Мояо вошёл беззвучно. Знакомая дорога.
— Что тут у нас... — голос прозвучал тихо, ровно, без единой ноты вопроса.
Взгляд окинул помещение, выхватывая детали. На полу — четыре тела. Мужчины лежали неподвижно, лишь редкое движение груди выдавало дыхание. Девушка — в стороне. Дышала прерывисто, сдавленно. Руки у всех были стянуты за спиной верёвкой, впивающейся в кожу до синевы.
Воздух в комнате был густым и сладковато-прогорклым — запах немытого тела, страха, окислившегося металла и чего-то ещё, что нельзя было назвать, но что безошибочно узнавалось. Запах сломленной воли. Помнил его с тех самых пор, когда сам впервые понял, что такое власть.
Он не сходил с порога, не делал ни шага вперёд.
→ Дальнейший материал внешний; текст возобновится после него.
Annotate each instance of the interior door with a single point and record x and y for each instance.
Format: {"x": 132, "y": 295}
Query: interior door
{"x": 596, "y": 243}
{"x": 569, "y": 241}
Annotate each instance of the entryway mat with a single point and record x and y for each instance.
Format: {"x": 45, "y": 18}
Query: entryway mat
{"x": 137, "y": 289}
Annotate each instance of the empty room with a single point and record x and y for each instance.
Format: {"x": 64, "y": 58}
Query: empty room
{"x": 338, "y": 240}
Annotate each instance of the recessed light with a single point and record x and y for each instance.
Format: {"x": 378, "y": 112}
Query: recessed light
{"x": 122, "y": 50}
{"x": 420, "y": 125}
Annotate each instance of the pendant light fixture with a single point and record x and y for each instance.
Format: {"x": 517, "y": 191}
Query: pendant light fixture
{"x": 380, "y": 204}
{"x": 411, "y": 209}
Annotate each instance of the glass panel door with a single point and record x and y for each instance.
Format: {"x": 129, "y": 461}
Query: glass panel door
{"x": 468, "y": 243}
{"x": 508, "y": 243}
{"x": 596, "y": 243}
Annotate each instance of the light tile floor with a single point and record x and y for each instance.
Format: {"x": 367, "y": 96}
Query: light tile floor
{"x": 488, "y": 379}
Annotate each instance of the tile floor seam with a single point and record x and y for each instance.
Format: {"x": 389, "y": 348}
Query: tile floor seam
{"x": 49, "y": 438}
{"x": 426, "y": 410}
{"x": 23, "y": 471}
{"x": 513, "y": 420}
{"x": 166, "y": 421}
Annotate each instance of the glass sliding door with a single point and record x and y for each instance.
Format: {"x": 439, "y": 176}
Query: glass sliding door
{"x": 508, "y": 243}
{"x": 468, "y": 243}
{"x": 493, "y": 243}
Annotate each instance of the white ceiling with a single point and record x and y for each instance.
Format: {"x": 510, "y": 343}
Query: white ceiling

Молчание нависало в комнате тяжелее крика. Он умел ждать, пока взгляды сами не начинали ползти в пол.
— Господин Чэнь. Из Нанкина, как приказывали, — голос одного из помощников, тощего парня в нелепо огромных ботинках, прозвучал глухо, будто из-под земли.
Мояо кивнул, не удостоив того взглядом. Внимание переключилось на девушку. Хрупкое лицо, впалые скулы, глаза слишком большие для такого лица. Глаза, как у той певички из уличного караоке, что пела под флейту в конце девяностых. Почти ребёнок.
Где-то в глубине, в закоулке души, притаившемся под слоями льда и расчёта, дрогнуло что-то тёплое и давно забытое. Старое. Ненужное. Одним усилием воли он заморозил эту трещину, не дав ей расползтись. Рука сама опустилась в карман, достала ампулу. Стекло было холодным. Жидкость внутри отливала нежным розовым, словно лекарство для младенца. Наполнил шприц, щелчок по стенке, чтобы пузырьки поднялись.
— Симпатичная, — бросил нежно, будто он разглядывал котёнка. — Инлиню понравится.
Девушка вся затряслась, пытаясь отползти в угол, но грубая верёвка лишь глубже впилась в запястья.
— Не подходите! — её крик был резким, испуганным. — Мой отец прокурор! Он вас всех казнит!
Мояо медленно выдохнул. Присел перед ней на корточки, и на лице расплылась та самая, обезоруживающая улыбка. В её глазах он увидел не покорность, а чистый, животный ужас. Она не понимала, что её угрозы здесь — всего лишь пустой звук.
— Правда? Прокурор? — Он сделал театральную паузу, а затем рассмеялся. Смех был громким, неестественным и заполнил все пространство комнаты. — Так ты Чжан Сюи? Ну надо же... Какая неожиданная встреча, — пальцы сжали её подбородок с обманчивой нежностью. Кожа под ними горела лихорадочным жаром — жаром последней надежды. — Тогда этот укол...
Что-то щёлкнуло внутри него — не жалость, а холодный расчёт. Шприц с розовой жидкостью замер в воздухе, а затем так же медленно исчез обратно в карман.
— ...тебе не подходит. Слишком рано. Для тебя, дорогая, у меня есть кое-что другое.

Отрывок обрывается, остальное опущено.